Throughout his creative career, Kenneth MacMillan was concerned with making ballets which explored the human condition. Even his early works sought to expose mental and physical anguish, sexual needs, through movement which became more assured and innovative.
He was rebelling against the conventional idea that ballet was light entertainment…He was saying that ballet can be like theatre, like cinema, it can tell you about your life, about other people’s lives, it can express things that are inexpressible in words.
MacMillan took the gritty realism accepted in theatre and shoved it into the fairytale decorum of ballet.
Kenneth made each dancer an integral part of the creative process, encouraging and stimulating the imagination to the limits, searching the soul for verity, no false airs and graces, no sentimentality, no pasted-on emotions. He wanted raw, gutsy, unattractive humanity out of which true aspects of the human condition could emerge. This kind of psychological delving and digging was not common practice in the ballet world of those days. With Kenneth we all felt like privileged scientists, pioneers opening hitherto unexplored territory and at the very forefront of innovation.
I turned to choreography as a release from dancing and I was lucky enough that the first thing I did everyone liked.
What I wanted to put on stage had to have more reality than much of what I was seeing in the 1940s and 50s… Ballet looked like window-dressing. I wanted to make ballets in which an audience would become caught up with the fate of the characters I showed them.
It is very English — you mustn't show emotion, and I think my ballets embarrass people because I let emotion out.
(1929-1992)
Оne of the leading choreographers of the 20th century.
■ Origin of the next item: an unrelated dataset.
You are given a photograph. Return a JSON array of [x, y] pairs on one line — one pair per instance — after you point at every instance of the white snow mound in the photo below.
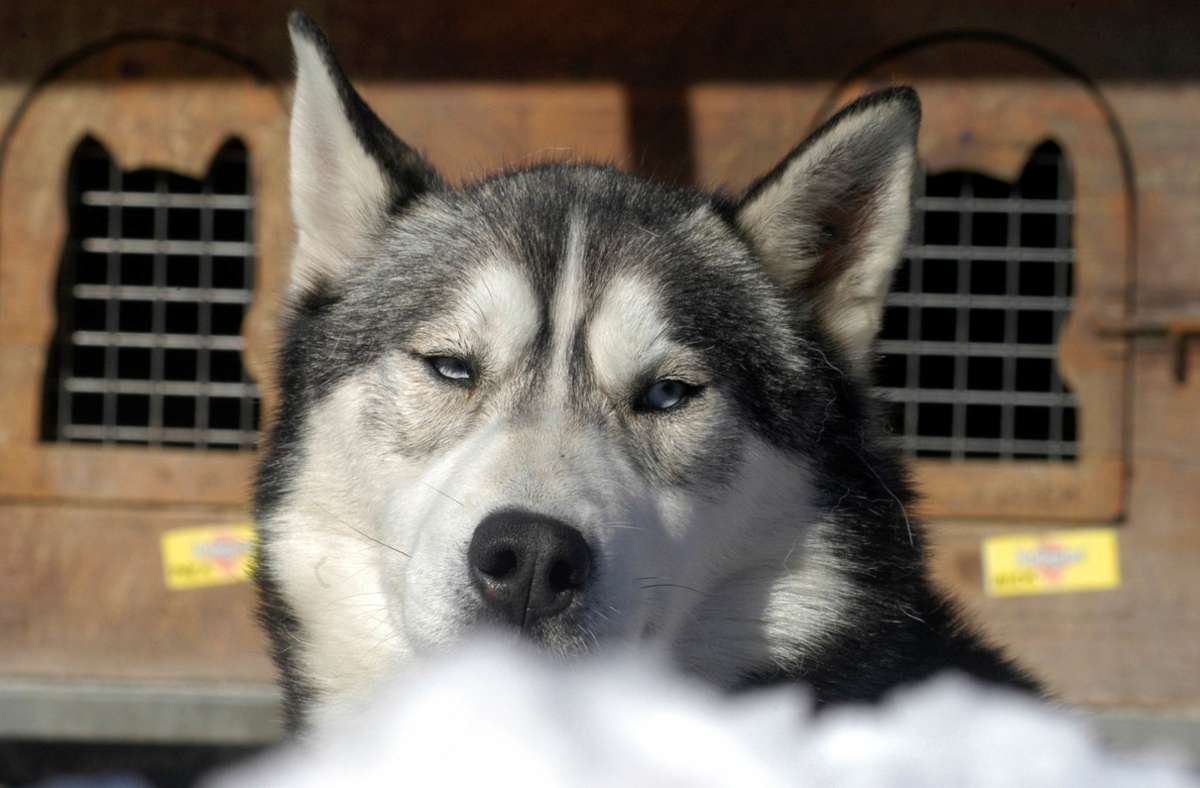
[[499, 715]]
Coming from a poor British working-class family he went up to become a legend in the world of ballet, the first choreographer who included psychological insight and expressive choreography language in the classical decorations. Some of MacMillan’s inspirations included Lynn Seymour, Christopher Gable, Monica Mason, Marcia Haydée, David Wall, Darcey Bussell and Irek Mukhamedov. Throughout his choreography career MacMillan created over forty ballets, winning the respect and admiration of dancers worldwide. His main focus was on long ballets: no other choreographer of the 20th century has produced so many full-length works.
MacMillan entered the world of big ballet at the age of 15, when he forged a letter from his father to Ninette de Valois, requesting an audition with her. The audition went really well and MacMillan was awarded a scholarship at Sadler’s Wells School, later joining the Company. Although he enjoyed great success as a dancer, he could never fully overcome stage fright and this was one of the reasons why he turned his hand to choreography at only 23.
MacMillan first choreographic work, Somnambulism, a ballet set to jazz music by Stan Kenton but based on classical technique, staged for the Sadler’s Wells Theatre in 1953, demonstrated that there was a new and highly individual talent emerging. It was at that time when MacMillan began to create for The Royal Ballet; his early one-act ballets included The Burrow (1958), The Invitation (1960) and The Rite of Spring (1962), in them MacMillan managed to express the feelings and anxiety of the post-war generation, something new and unusual for the ballet of that time.
In 1965, MacMillan staged his first full-length ballet, Romeo and Juliet, for the Royal Ballet Principals Lynn Seymour and Christopher Gable. However, the honour of the first performance had gone to Rudolf Nureyev and Margot Fonteyn. Other full-length MacMillan’s productions for the Royal Ballet include Gloria, Manon, Mayerling and Requiem.
Apart from the Royal Ballet, MacMillan worked for the Deutsche Oper Ballet Berlin, American Ballet Theatre and Houston Ballet. MacMillan died unexpectedly on 29 October 1992 backstage at the Royal Opera House during a performance of his ballet Mayerling.